Financial resilience of American families analyzed in new report

According to a new research looks at the financial resilience capability of Americans since the Great Depression and it has found that about one third of families in America weren’t in a position to handle a mid-sized financial shock before the Covid-19 pandemic hit the world.

The Global Financial Literacy Excellence Center at the George Washington University (GFLEC) and the Center on Longevity at Stanford University released the new report and policy brief titled “Financial Resilience in America.” The analysis was carried out using data from the FINRA Foundation’s National Financial Capability Study to look at three proxy measurements: one’s ability to come up with $2,000 within 30 days to pay for emergency expenses, perceived level of indebtedness, and adequate savings to cover three months of living expenses.

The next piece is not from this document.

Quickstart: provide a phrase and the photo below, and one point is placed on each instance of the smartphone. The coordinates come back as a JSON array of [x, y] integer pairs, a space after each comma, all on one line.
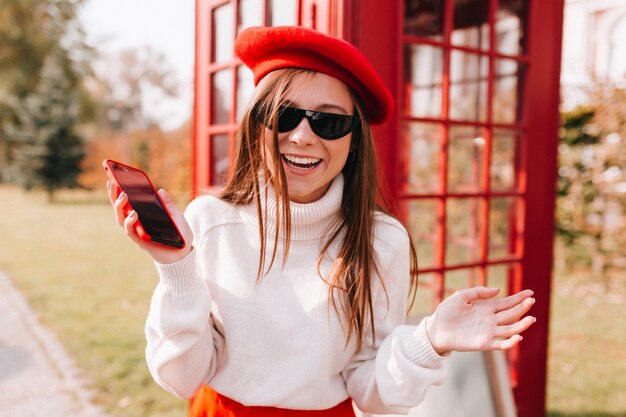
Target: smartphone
[[155, 224]]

Researchers found that about 33% of American families not financially capable of handling a mid-sized financial shock before the COVID-19 pandemic. Because of this, their short- and long-term financial security goals are hampered and that effectively impedes people’s ability to make ends meet, pay down debt, pay for medical bills and save for retirement.

The team also found that economic downturns caused by financial shock puts pressure on personal finances because of lost jobs or reduced income.

Researchers recommend that to improve financial resilience and address the inequality gaps, there should be:

  • Mandated living wage.
  • Expanded risk protections against adverse health events.
  • Implementing systematic and targeted financial education programs.
  • Relieving student loan debts and curbing the cost of higher education.